LCG Management Board
Tuesday 13 January 2009 - 16:00-18:00 – F2F Meeting
(Version 1 – 17.1.2009)
A.Aimar (notes), D.Barberis, I.Bird (chair), K.Bos, D.Boutigny, D.Britton, T.Cass, Ph.Charpentier, L.Dell’Agnello, M.Ernst, I.Fisk, S.Foffano, J.Gordon, A.Heiss, F.Hernandez, M.Kasemann, S.Lin, U.Marconi, H.Marten, P.McBride, H.Meinhard, G.Merino, A.Pace, B.Panzer, P.Mato, Di Qing, H.Renshall, M.Schulz, Y.Schutz, J.Shiers, O.Smirnova, R.Tafirout, J.Templon, M.Vetterli
Mailing List Archive
Tuesday 20 January 2009 16:00-17:00 – Phone Meeting
1. Minutes and Matters arising (Minutes)
1.1 Minutes of Previous Meeting
No comments. The minutes of the previous MB meeting were approved.
Action List Review (List of actions)
Testing is progressing but problems were found and this required the intervention of the developers.

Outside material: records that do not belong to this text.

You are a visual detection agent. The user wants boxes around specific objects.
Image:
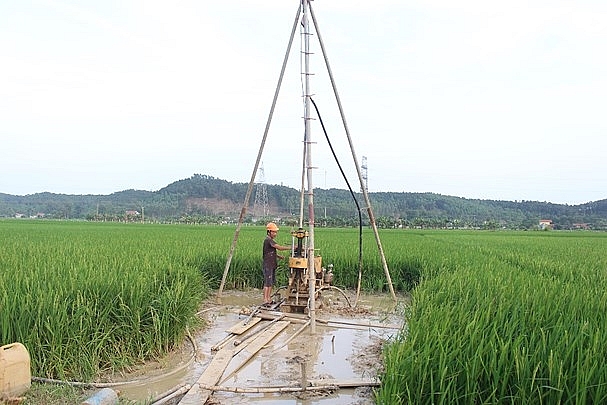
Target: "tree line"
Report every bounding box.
[0,174,607,230]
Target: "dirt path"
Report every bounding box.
[111,290,403,404]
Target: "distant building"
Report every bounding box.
[538,219,553,230]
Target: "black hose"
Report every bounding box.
[310,97,363,288]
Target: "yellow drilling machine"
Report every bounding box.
[280,228,333,313]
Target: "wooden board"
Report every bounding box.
[179,321,289,405]
[222,321,290,385]
[308,378,380,388]
[226,317,261,335]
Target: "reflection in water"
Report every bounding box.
[120,290,401,405]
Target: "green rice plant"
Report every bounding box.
[376,232,607,404]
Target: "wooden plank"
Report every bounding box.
[179,346,234,405]
[179,321,289,405]
[308,378,380,388]
[226,317,261,335]
[221,321,290,386]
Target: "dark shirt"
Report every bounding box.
[263,235,278,270]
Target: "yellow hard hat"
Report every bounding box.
[266,222,278,231]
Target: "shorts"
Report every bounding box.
[263,267,276,287]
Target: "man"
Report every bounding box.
[263,222,291,305]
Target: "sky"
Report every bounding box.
[0,0,607,204]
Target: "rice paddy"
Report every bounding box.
[0,220,607,404]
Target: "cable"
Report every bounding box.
[310,97,363,296]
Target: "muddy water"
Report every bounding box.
[119,290,402,405]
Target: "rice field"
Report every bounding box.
[376,232,607,404]
[0,220,607,404]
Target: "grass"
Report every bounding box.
[0,220,607,404]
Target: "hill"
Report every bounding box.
[0,174,607,230]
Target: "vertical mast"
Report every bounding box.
[301,0,316,334]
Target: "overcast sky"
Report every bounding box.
[0,0,607,204]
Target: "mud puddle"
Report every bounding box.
[118,290,405,405]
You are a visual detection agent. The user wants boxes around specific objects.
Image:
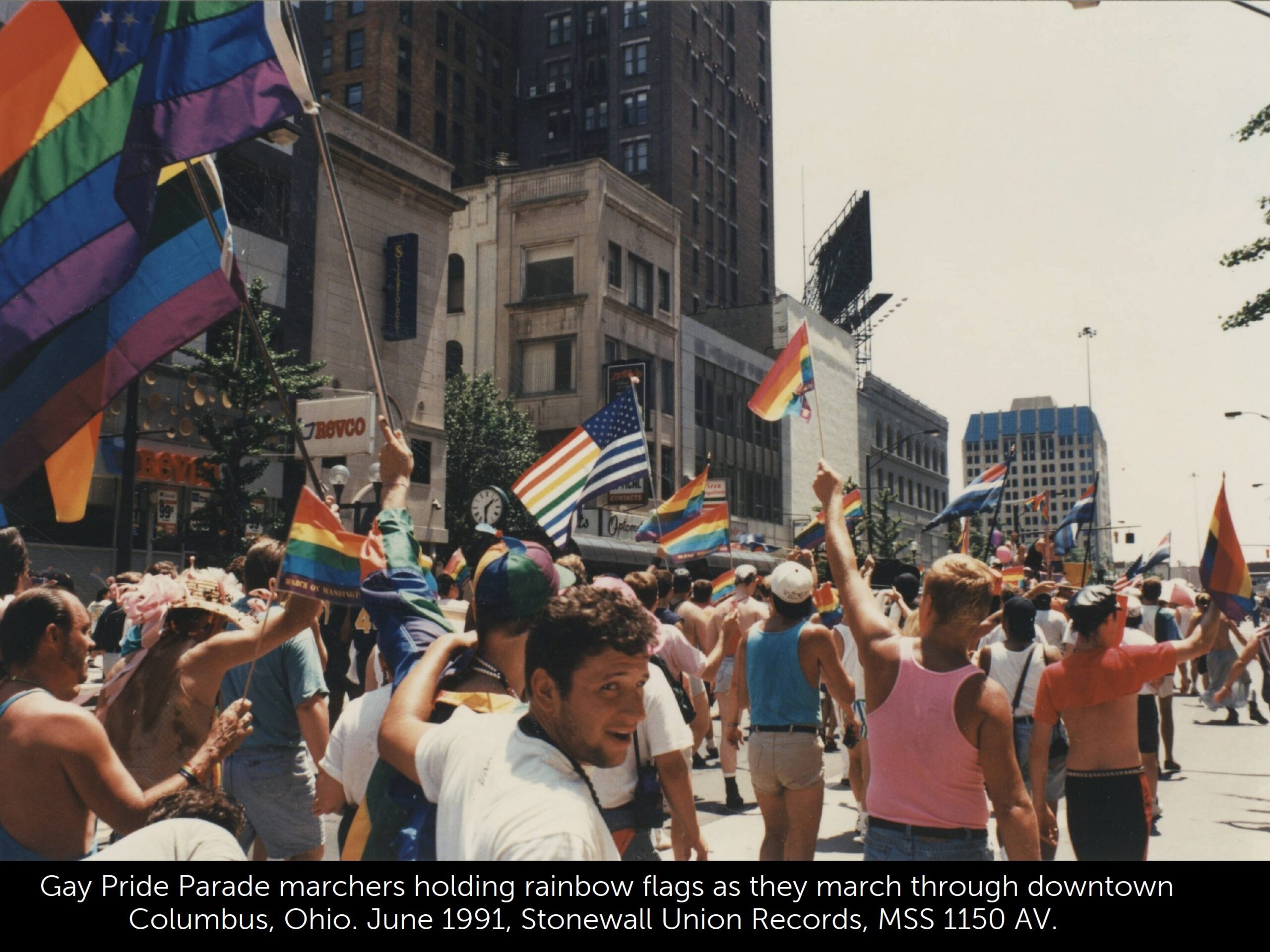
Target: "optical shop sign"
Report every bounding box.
[296,394,375,457]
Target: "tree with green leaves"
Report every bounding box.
[446,373,541,544]
[181,278,330,565]
[1222,105,1270,330]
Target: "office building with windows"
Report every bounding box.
[315,0,527,185]
[437,159,680,510]
[513,0,775,313]
[856,373,949,566]
[961,396,1111,557]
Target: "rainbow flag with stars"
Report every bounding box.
[748,321,816,422]
[794,489,865,548]
[710,569,737,605]
[635,465,710,542]
[662,503,729,562]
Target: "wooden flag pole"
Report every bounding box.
[186,159,327,496]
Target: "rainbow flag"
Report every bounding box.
[635,465,710,542]
[662,503,729,562]
[446,548,472,585]
[748,321,816,422]
[812,581,842,628]
[710,569,737,605]
[1199,475,1256,623]
[278,486,368,605]
[794,489,865,548]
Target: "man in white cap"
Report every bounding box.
[725,561,856,861]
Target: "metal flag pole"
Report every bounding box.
[282,4,396,429]
[186,159,326,496]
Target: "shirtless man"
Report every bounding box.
[701,565,769,812]
[98,566,321,788]
[0,588,252,859]
[1029,585,1224,859]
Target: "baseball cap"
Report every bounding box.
[762,562,813,604]
[472,537,559,621]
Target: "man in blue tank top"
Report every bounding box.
[726,562,856,859]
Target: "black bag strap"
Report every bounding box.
[1010,645,1040,717]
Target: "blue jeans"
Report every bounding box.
[865,825,992,861]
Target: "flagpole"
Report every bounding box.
[186,159,327,496]
[282,4,395,429]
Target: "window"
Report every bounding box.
[547,13,573,46]
[397,37,410,80]
[622,138,648,175]
[344,82,362,116]
[410,439,432,486]
[347,29,366,70]
[622,0,648,29]
[626,255,653,313]
[622,43,648,76]
[608,241,622,288]
[522,245,573,301]
[521,340,574,395]
[446,255,463,313]
[432,112,448,155]
[396,89,410,138]
[622,93,648,125]
[446,340,463,379]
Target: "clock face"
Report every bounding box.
[471,486,506,527]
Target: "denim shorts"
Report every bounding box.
[865,824,992,861]
[221,746,325,859]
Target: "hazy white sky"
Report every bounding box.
[772,0,1270,565]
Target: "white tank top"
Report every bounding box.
[988,641,1045,717]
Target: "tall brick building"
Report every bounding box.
[314,1,523,185]
[513,1,775,313]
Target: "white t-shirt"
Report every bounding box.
[1036,608,1067,648]
[414,707,620,859]
[320,684,392,803]
[834,625,869,701]
[583,664,692,810]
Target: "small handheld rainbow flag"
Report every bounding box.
[446,548,472,585]
[812,581,842,628]
[710,569,737,605]
[662,503,729,562]
[1199,474,1256,625]
[635,465,710,542]
[794,489,865,548]
[278,486,367,605]
[748,321,816,422]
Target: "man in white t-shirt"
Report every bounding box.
[380,588,655,859]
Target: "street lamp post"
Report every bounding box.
[865,429,940,555]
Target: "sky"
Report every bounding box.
[772,0,1270,565]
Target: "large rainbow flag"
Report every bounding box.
[794,489,865,548]
[278,486,371,605]
[748,321,816,422]
[635,465,710,542]
[1199,475,1256,623]
[662,503,729,562]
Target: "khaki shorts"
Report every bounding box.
[749,731,824,793]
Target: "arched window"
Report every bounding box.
[446,337,463,379]
[446,255,463,313]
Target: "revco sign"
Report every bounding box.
[296,394,375,456]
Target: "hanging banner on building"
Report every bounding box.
[383,235,419,340]
[296,394,376,457]
[155,489,181,536]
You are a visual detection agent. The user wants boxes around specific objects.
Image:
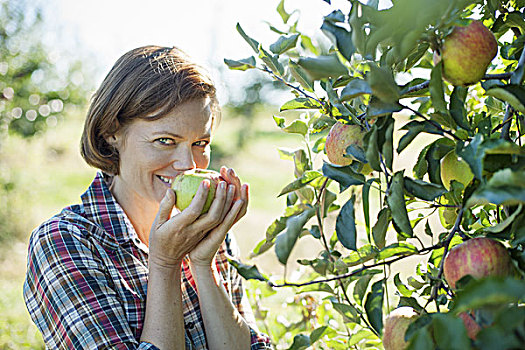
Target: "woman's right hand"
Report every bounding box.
[149,180,233,268]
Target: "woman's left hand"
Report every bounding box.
[189,167,249,267]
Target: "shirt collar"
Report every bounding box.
[81,172,143,251]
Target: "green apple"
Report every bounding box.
[440,150,474,190]
[172,169,220,214]
[324,122,365,165]
[434,21,498,86]
[383,306,419,350]
[443,237,512,289]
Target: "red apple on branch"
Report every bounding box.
[325,122,365,165]
[172,169,220,214]
[383,306,419,350]
[434,21,498,86]
[443,237,512,289]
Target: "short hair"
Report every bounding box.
[81,46,220,175]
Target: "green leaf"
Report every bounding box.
[467,168,525,207]
[321,16,355,61]
[228,259,268,282]
[452,277,525,313]
[259,46,284,76]
[288,334,310,350]
[404,176,447,201]
[449,86,470,130]
[277,170,323,197]
[277,0,291,24]
[322,163,365,192]
[386,171,414,237]
[332,301,359,323]
[372,208,391,248]
[485,85,525,113]
[297,54,348,80]
[365,280,384,334]
[340,78,372,101]
[366,64,401,104]
[377,242,418,260]
[236,23,259,53]
[281,97,323,112]
[224,56,256,70]
[288,60,314,91]
[275,208,315,265]
[429,64,448,113]
[335,196,357,250]
[270,34,299,55]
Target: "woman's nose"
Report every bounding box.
[173,145,196,171]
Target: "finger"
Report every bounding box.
[154,188,175,227]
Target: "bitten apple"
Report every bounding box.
[172,169,220,214]
[383,306,419,350]
[325,122,365,165]
[434,21,498,86]
[443,237,512,289]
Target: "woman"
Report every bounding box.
[24,46,270,350]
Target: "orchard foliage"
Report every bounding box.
[225,0,525,349]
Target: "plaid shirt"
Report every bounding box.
[24,173,271,350]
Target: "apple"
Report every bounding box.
[443,237,512,289]
[172,169,220,214]
[434,21,498,86]
[383,306,419,350]
[458,311,481,340]
[440,150,474,191]
[325,122,365,165]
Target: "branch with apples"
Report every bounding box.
[221,0,525,349]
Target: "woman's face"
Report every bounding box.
[112,98,212,205]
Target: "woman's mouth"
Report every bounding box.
[157,175,173,186]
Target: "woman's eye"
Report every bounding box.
[194,140,210,147]
[155,137,175,146]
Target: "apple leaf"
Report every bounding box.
[288,60,314,91]
[322,163,365,192]
[259,46,284,76]
[372,207,392,249]
[288,334,310,350]
[321,19,355,61]
[467,168,525,207]
[404,176,447,201]
[275,208,315,265]
[228,259,268,282]
[429,64,448,113]
[340,78,372,101]
[281,97,323,112]
[335,196,357,250]
[485,84,525,113]
[431,313,470,349]
[297,54,348,80]
[224,56,256,70]
[377,242,418,260]
[386,171,414,237]
[270,34,299,55]
[452,277,525,313]
[236,23,259,53]
[365,280,384,334]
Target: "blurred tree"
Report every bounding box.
[0,0,87,139]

J.Templon reported that there was a memory leak found at CERN. Several other issues were found and solved at NIKHEF and fixed.
M.Schulz added that the SCAS testing expert is only back next week.
J.Templon reported that the SLA for NL-T1 is now completed and he will send it to the Experiments.
M.Kasemann reported that D.Bonacorsi has been nominated contact person for all the SLAs with the Sites. And he is completing the process with all CMS Sites.
O.Smirnova reported that NDGF has sent their SLA proposal to ALICE and is waiting for a reply.
To remove. Is now followed by the AF and they will keep the MB informed
Not done yet.
I.Bird proposed that someone is appointed in order to complete this action.
Not done. Will be followed by the Applications Area? Or ask F.Donno?
· 13 Jan 2009 - G. Merino to present a new CPU unit conversion factor proposal to the MB.
Will be presented next week.
· 13 Jan 2009 – Sites present their MSS metrics to the F2F MB.
Will be discussed at the GDB. The metrics originally proposed are not suitable for all Sites and therefore they should propose other equivalent metrics.
Operations Weekly Report (Slides)
Summary of status and progress of the LCG Operations since last MB meeting. The daily meetings summaries are always available here: https://twiki.cern.ch/twiki/bin/view/LCG/WLCGOperationsMeetings
The last service report was given on December 16th 2008 – one month ago. Since that time the service has run reasonably – even commendably – well
Experiments are preparing “post-mortem” analyses of their experiences over Christmas and there is a slot on this at the GDB tomorrow.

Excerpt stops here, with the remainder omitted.